= Slate Islands Heritage Trust =

Scottish charitable organisation

The Slate Islands Heritage Trust is a charity formed in 1999. Its objective is advancing the education of the public on matters relating to the life and times of the people of the Scottish Slate Islands. It states its objectives are " ....to promote conservation of the built, natural and cultural heritage of the Slate Islands".

==Mission==
The Trust collects and publishes information regarding the area of the Slate Islands; it also records and researches information regarding the areas former industries as well as information relating to the architecture and sociology of the area. It also seeks to preserve and protect documents, records, artifacts in order to both preserve and protect them but also to make them available to members of the public.

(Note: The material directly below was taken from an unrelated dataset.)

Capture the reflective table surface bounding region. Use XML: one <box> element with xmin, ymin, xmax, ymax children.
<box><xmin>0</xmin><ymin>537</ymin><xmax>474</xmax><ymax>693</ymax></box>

The trust ensures that the majority of visitors to the village should have an understanding of the village origins and the industry that formed it. The trust also ensures that everyone in the community has access to the research and findings that informed the interpretation material, and learns something of the slate industry within the parish.

The Trust runs The Ellenabeich Heritage Centre in Ellenabeich, which was opened in 2000. The centre has been created in a former slate quarry-worker's cottage and has 19th century life displays, matters relating to the local dominate industry of slate quarrying as well information relating to the local flora, fauna and the area's geology. The Ellenabeich Heritage Centre is run in close association with the museum on the neighbouring island of Easdale.